The main fields are:
- Luxury tax projection: the payroll estimate used for the simulation.
- Simulation status: whether the team is above the cap, below the floor, or inside the band.
- Required change: the amount the team would need to cut or add in this simulation.
- Cost per win: luxury tax projection divided by current wins as of May 28, 2026.
- Wins per $100M: current wins scaled by payroll.
- Payroll-record gap: the gap between payroll rank and MLB record rank.
These numbers are not a final verdict on team quality. They are a snapshot taken the end of May. While the early season matters, it's the dog days of July and August where teams really start to separate from each other. This is just a snapshot.
Methodology
The report uses:
- Current detailed standings from MLB.com.
- Public payroll estimates from FanGraphs RosterResource.
- The simulated cap and floor values stored in the report data.
- The luxury tax projection as the primary payroll field.
The calculations are intentionally simple. A team above the simulated cap is marked as needing to cut payroll. A team below the simulated floor is marked as needing to add payroll. A team between the two numbers is marked as within the band.
This report does not normalize benefits because public payroll tables and CBA proposal language do not necessarily define benefits the same way. And most importantly, the owners threw a $23.5 million dollar per team benefits amount out during their announcement. Knowing the MLBPA, they're not going to be into a salary cap at all but the only thing that could possibly move that would be extremely expanded benefits so the $23.5 million dollar amount doesn't look reasonable. Further, this simulation does not try to model trades, deferred money, contract options, arbitration changes, injuries, or future free agency. It's as simple as you can get and uses such fancy data mangling tool as addition, subtraction and multiplication. :)
Accessibility notes
This report is built around text and tables first. The summary cards are convenient, but the full table contains the real data because a buddy in my Fantasy League is blind and he has a lot of trouble accessing this type of information. So I don't know... maybe some of you folks who have all this data on your websites could maybe try using a screen reader. It would really help a really good dude who doesn't get to use certain data source because he's blind. I'm no expert but I think there's even something an ADA which applies. But hey, enough of that and onto baseball.

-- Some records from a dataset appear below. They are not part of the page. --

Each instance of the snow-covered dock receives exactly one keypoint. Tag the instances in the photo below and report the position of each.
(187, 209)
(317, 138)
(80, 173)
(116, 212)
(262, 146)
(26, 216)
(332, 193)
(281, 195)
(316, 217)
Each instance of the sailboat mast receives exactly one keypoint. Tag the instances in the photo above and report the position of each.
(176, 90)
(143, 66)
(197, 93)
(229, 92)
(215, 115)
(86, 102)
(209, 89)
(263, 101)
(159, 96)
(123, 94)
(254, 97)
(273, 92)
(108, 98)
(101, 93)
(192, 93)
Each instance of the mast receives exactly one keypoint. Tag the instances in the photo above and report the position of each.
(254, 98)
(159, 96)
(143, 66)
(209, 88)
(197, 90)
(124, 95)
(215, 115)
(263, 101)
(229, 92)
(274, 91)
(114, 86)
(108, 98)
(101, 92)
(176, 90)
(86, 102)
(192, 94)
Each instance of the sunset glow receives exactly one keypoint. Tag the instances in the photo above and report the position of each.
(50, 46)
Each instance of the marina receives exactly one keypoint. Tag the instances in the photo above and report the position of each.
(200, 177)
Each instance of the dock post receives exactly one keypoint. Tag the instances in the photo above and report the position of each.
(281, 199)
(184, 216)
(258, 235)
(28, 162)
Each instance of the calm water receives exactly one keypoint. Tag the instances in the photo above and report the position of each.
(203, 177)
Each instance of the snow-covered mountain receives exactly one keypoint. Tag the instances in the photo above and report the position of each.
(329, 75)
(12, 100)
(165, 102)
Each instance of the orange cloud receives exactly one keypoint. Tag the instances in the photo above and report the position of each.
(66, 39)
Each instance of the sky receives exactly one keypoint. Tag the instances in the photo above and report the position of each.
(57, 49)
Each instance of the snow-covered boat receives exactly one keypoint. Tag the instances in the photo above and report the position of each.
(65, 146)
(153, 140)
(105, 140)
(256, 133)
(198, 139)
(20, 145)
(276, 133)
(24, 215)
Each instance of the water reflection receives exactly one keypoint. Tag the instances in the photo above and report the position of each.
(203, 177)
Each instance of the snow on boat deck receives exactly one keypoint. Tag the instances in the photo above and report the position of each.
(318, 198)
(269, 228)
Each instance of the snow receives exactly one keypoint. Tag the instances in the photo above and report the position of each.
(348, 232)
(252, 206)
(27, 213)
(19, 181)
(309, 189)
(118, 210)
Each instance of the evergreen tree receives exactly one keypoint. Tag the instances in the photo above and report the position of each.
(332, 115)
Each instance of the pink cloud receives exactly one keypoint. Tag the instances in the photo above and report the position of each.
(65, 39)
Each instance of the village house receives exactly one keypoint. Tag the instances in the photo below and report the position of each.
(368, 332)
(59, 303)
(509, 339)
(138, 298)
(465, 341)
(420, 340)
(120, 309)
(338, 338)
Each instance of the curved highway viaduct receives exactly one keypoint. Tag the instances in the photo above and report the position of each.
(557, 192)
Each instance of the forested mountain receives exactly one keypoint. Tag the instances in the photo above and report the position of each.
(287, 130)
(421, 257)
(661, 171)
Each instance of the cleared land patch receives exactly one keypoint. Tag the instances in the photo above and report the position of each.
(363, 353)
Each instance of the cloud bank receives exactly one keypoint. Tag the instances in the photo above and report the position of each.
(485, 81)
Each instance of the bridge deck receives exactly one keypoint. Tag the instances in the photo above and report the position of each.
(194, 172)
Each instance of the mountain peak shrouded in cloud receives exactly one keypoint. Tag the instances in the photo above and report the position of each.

The table can be searched and filtered. The result count updates after filtering. The data is also presented with normal headings, captions, and table headers so screen readers can move through it without depending on color or chart-only meaning.
Most importantly, you can't just learn accessibility. Instead it is a lifelong process and so I am still learning. If I make a mistake and something doesn't work, first off, I'm sorry, I really tried. And second, please contact me so that I can fix this. As you can tell from my first paragraph, accessibility is really important but I am neither blind nor visually impaired and so I'm not as good with screen readers as you are. Please accept my apologies and please help me fix my mistakes.
And what did we learn?
A cap and floor may change payroll distribution, but current standings do not make a simple case that high payroll equals competitive dominance or low payroll equals competitive failure. We're still into May and so next step, I'm going to take the money analysis into prior seasons.
And so while we haven't really learned enough to make any conclusions beyond 'wow, this will be chaos', I will use this methodology in past seasons to attempt to come up with data on how much spending actually matters over several full seasons.